Certains films français du début des années 40 n'ont décidément pas la même saveur que les autres, il y a comme un ingrédient secret qui leur confère ce petit quelque chose vaguement indéfinissable. L'effet de capsule temporelle est souvent très particulier lui aussi, puisqu'il nous contraint à replonger dans la France vichyste, ce qui est rarement une partie de plaisir — l'exemple le plus célèbre étant probablement la version de Henri-Georges Clouzot avec Le Corbeau, sorti la même année que Goupi mains rouges en 1943.

Chose étonnante (me concernant), ce presque premier long-métrage de Jacques Becker est un film à personnages que je trouve réussi. Pour le dire autrement, il prend la forme d'une chronique familiale mêlant un grand nombre de personnages importants, et il parvient à tisser une intrigue relativement anodine (en apparence au moins) au creux d'une toile assez passionnante, jouissant d'une écriture soignée. En dépit de toutes les rigidités techniques et discursives de la décennie des années 1940, cette histoire de paysans nous projette dans un microcosme rural, un petit village de Charente, et nous force à faire connaissance avec la dizaine de membres que compte la famille Goupi. Un peu comme l'un d'entre eux débarquant de Paris, on se retrouve projeté dans un référentiel un peu barjot, paumé au milieu de tous ces fous.
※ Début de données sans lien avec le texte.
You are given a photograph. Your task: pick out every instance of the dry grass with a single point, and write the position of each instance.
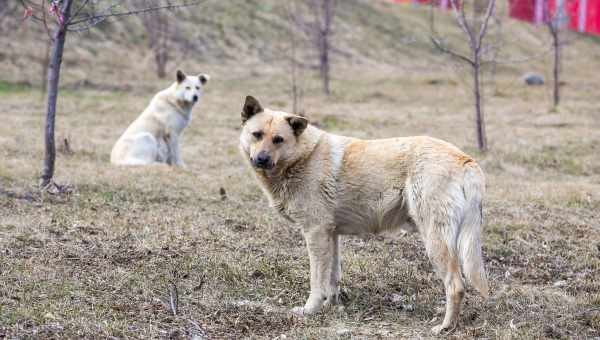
(99, 262)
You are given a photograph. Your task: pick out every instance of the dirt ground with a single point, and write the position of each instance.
(105, 259)
(102, 261)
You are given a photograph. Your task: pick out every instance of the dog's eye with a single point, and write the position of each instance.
(277, 140)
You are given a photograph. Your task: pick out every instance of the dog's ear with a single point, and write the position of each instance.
(204, 78)
(298, 124)
(180, 76)
(251, 107)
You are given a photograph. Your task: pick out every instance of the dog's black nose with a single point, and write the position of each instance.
(263, 160)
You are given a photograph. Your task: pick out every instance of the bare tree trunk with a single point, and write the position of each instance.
(556, 70)
(479, 119)
(157, 30)
(162, 54)
(324, 44)
(45, 67)
(432, 5)
(58, 44)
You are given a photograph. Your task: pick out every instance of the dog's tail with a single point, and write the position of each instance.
(469, 237)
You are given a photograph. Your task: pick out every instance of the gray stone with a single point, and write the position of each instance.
(533, 79)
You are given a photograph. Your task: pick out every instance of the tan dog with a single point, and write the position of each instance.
(154, 136)
(336, 185)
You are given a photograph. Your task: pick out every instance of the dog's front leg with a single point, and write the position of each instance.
(174, 152)
(325, 269)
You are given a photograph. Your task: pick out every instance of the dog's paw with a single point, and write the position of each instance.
(298, 311)
(437, 330)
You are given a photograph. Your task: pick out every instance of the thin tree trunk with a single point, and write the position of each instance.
(58, 44)
(556, 67)
(479, 120)
(45, 66)
(325, 65)
(325, 36)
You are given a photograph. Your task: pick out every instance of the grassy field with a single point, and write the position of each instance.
(102, 261)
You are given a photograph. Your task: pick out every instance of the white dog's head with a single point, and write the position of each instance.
(189, 88)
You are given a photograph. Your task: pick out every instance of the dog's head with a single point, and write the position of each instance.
(189, 88)
(270, 138)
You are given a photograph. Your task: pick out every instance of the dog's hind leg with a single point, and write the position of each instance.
(447, 267)
(438, 214)
(325, 269)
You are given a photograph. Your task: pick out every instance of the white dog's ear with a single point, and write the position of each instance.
(204, 78)
(251, 107)
(180, 76)
(298, 124)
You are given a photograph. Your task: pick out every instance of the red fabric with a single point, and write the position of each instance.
(522, 9)
(593, 17)
(426, 2)
(525, 10)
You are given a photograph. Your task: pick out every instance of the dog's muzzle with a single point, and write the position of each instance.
(263, 161)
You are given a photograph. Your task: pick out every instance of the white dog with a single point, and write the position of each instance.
(154, 136)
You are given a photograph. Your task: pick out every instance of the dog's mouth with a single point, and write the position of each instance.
(263, 165)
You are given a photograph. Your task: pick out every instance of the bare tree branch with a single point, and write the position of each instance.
(134, 12)
(486, 20)
(444, 49)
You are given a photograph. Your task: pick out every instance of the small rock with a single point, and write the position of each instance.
(560, 283)
(343, 332)
(533, 79)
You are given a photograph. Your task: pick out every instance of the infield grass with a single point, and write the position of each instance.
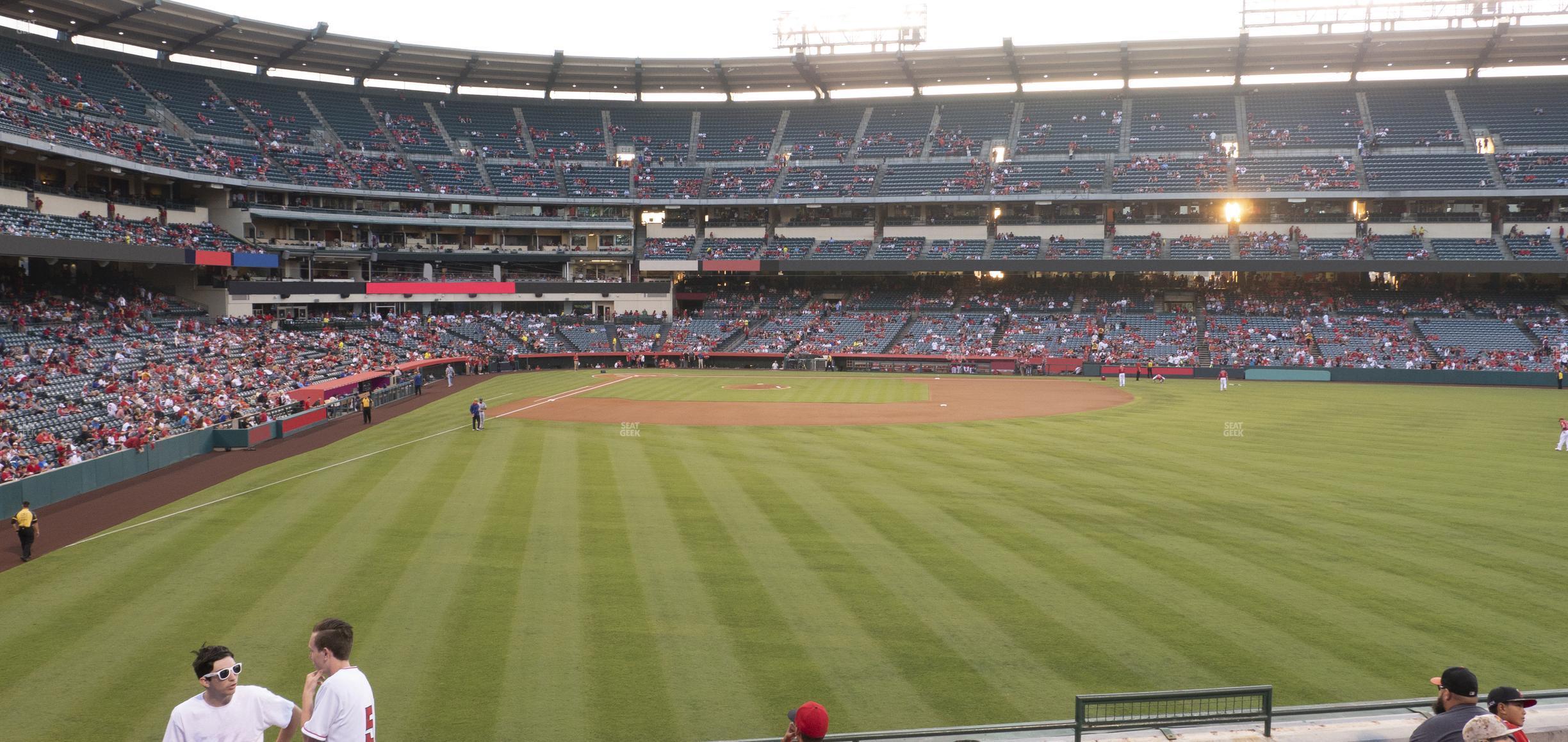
(783, 386)
(566, 581)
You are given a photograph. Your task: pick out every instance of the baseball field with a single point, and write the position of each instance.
(715, 548)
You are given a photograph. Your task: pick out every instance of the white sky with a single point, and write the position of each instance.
(706, 29)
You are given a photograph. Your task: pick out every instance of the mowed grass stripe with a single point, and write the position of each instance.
(929, 590)
(921, 656)
(1073, 618)
(1189, 600)
(1059, 653)
(776, 669)
(484, 606)
(433, 562)
(626, 673)
(543, 677)
(858, 672)
(158, 600)
(274, 650)
(701, 667)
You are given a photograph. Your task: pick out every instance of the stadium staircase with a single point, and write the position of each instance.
(441, 129)
(1366, 124)
(386, 131)
(160, 112)
(860, 134)
(609, 134)
(331, 134)
(778, 138)
(930, 138)
(1125, 144)
(1464, 128)
(1244, 146)
(1200, 313)
(524, 134)
(1012, 131)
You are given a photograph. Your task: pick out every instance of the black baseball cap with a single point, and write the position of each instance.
(1507, 694)
(1458, 681)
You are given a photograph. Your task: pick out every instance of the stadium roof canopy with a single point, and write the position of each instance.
(179, 29)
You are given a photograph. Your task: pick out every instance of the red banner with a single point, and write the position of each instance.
(441, 288)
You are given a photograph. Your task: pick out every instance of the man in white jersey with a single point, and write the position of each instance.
(338, 702)
(226, 711)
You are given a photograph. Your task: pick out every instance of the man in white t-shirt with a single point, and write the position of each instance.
(226, 711)
(338, 702)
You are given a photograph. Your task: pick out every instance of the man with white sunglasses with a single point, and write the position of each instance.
(226, 711)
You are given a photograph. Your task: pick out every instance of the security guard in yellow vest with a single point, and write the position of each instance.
(26, 524)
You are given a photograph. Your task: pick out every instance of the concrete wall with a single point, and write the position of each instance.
(245, 303)
(827, 233)
(737, 231)
(657, 231)
(67, 206)
(1440, 228)
(137, 212)
(938, 233)
(198, 215)
(1070, 231)
(1532, 228)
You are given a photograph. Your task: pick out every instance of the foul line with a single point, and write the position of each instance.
(344, 461)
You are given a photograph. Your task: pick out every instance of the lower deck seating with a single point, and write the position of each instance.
(1484, 249)
(957, 250)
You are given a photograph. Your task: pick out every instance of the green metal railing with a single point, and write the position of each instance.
(968, 733)
(1173, 708)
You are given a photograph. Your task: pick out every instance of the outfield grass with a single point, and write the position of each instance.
(562, 581)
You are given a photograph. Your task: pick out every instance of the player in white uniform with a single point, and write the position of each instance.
(226, 711)
(338, 702)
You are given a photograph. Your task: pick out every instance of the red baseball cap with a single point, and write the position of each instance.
(811, 720)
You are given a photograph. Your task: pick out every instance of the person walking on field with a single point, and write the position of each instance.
(26, 524)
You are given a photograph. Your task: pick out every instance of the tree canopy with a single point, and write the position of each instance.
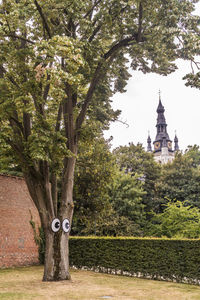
(59, 62)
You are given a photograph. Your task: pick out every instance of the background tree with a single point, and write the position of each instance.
(133, 159)
(95, 169)
(177, 220)
(56, 58)
(179, 180)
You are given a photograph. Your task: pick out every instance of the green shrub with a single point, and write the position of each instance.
(165, 259)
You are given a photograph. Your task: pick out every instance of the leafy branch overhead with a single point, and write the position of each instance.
(57, 50)
(60, 62)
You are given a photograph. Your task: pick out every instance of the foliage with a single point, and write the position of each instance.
(179, 181)
(175, 260)
(134, 159)
(59, 62)
(94, 173)
(177, 220)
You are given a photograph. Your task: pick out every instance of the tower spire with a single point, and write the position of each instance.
(176, 146)
(162, 139)
(149, 148)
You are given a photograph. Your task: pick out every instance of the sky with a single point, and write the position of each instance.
(139, 104)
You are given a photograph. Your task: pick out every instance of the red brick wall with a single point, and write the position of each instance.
(17, 245)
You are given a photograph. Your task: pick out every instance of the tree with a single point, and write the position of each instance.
(177, 220)
(179, 180)
(57, 60)
(134, 159)
(95, 169)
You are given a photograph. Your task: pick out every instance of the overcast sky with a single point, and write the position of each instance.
(139, 104)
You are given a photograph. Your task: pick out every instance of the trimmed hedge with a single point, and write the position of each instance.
(163, 259)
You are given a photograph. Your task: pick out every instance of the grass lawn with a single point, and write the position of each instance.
(25, 283)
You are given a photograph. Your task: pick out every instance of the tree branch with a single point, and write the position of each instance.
(43, 18)
(19, 37)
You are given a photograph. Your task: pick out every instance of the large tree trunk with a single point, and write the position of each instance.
(56, 266)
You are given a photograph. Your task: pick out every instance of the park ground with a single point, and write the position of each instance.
(25, 284)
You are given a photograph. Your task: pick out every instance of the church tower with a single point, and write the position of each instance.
(162, 145)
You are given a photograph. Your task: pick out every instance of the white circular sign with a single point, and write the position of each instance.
(55, 225)
(66, 225)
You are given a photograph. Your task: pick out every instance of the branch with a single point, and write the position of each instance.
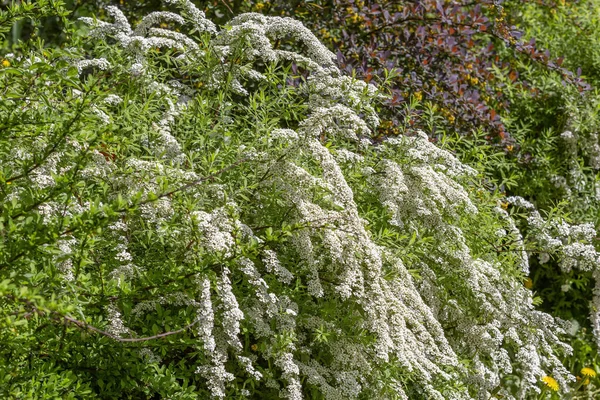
(86, 326)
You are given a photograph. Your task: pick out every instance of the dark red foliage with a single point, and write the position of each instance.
(460, 55)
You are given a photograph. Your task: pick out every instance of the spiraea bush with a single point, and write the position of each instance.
(190, 211)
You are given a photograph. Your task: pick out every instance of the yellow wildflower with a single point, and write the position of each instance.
(551, 383)
(588, 372)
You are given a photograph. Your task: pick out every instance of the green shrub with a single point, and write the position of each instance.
(186, 215)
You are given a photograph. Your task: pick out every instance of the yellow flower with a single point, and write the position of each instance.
(588, 372)
(551, 383)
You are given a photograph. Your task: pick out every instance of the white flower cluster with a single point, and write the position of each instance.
(462, 306)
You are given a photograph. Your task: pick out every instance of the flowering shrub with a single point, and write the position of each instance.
(179, 221)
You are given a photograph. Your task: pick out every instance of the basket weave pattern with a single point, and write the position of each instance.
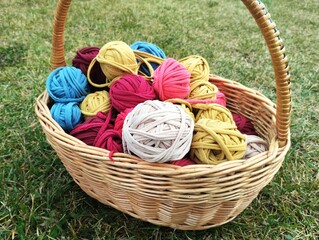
(193, 197)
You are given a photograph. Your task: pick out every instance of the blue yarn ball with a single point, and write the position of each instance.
(67, 115)
(67, 84)
(151, 49)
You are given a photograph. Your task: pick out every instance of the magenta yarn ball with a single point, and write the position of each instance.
(171, 80)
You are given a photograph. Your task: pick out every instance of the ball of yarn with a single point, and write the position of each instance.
(67, 84)
(255, 145)
(215, 142)
(119, 121)
(197, 66)
(171, 80)
(213, 111)
(182, 162)
(116, 59)
(95, 102)
(84, 57)
(98, 131)
(154, 56)
(184, 104)
(203, 90)
(157, 131)
(88, 130)
(243, 124)
(110, 140)
(130, 90)
(67, 115)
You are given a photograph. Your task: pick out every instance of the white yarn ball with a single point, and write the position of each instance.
(157, 131)
(255, 145)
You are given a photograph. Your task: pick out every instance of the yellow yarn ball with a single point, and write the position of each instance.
(203, 90)
(197, 66)
(116, 59)
(186, 106)
(215, 142)
(213, 111)
(94, 103)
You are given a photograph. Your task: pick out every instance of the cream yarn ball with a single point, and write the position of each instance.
(157, 131)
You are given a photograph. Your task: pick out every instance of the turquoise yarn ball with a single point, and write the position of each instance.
(67, 84)
(151, 49)
(67, 115)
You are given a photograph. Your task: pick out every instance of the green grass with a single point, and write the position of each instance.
(39, 200)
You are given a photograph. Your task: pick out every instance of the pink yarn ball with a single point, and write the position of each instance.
(243, 124)
(171, 80)
(130, 90)
(119, 121)
(183, 162)
(98, 131)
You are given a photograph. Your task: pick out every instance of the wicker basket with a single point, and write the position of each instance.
(193, 197)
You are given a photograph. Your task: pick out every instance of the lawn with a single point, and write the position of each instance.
(38, 198)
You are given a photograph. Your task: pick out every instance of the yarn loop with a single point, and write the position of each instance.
(203, 90)
(84, 57)
(116, 59)
(213, 111)
(171, 80)
(130, 90)
(197, 66)
(150, 56)
(95, 102)
(67, 115)
(255, 145)
(67, 84)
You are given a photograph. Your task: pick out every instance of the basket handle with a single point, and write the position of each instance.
(269, 31)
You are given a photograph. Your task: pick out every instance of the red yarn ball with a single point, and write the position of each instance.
(183, 162)
(130, 90)
(243, 124)
(171, 80)
(98, 131)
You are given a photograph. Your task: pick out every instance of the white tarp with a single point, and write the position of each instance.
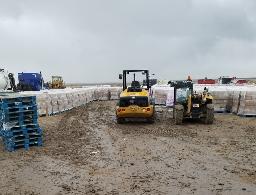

Car la galerie de personnages est très gratinée, mais sans que les excès de chacun ne soient pénibles : c'est d'ailleurs avec un arrière-plan comique que l'on passe en revue l'ensemble des intéressés, faisant régulièrement oublier les horreurs qui jalonnent une fausse enquête policière. Fausse car il n'y a pas de policier pendant l'essentiel de l'intrigue, et fausse car l'enquête est une sorte de prétexte pour révéler toutes les déviances de la maisonnée. Et on peut dire que les portraits alimentent une composante bien noire de ce film paysan, partagés entre mesquinerie, mensonge, avidité et arrivisme, le tout baignant dans une ambivalence des plus fourbes et teintée d'ironie — les morts ne le sont pas nécessairement, les assassins ne sont pas ceux qu'on croit. Le récit parvient à entremêler à ces retournements de situations de nombreuses trames annexes, des rivalités amoureuses, des pétages de plombs, des révélations très amères, et plus généralement une succession de querelles qui minent le clan familial, pourri par la radinerie et le repli sur soi, pétrifié par l'hypocrisie et les soupçons.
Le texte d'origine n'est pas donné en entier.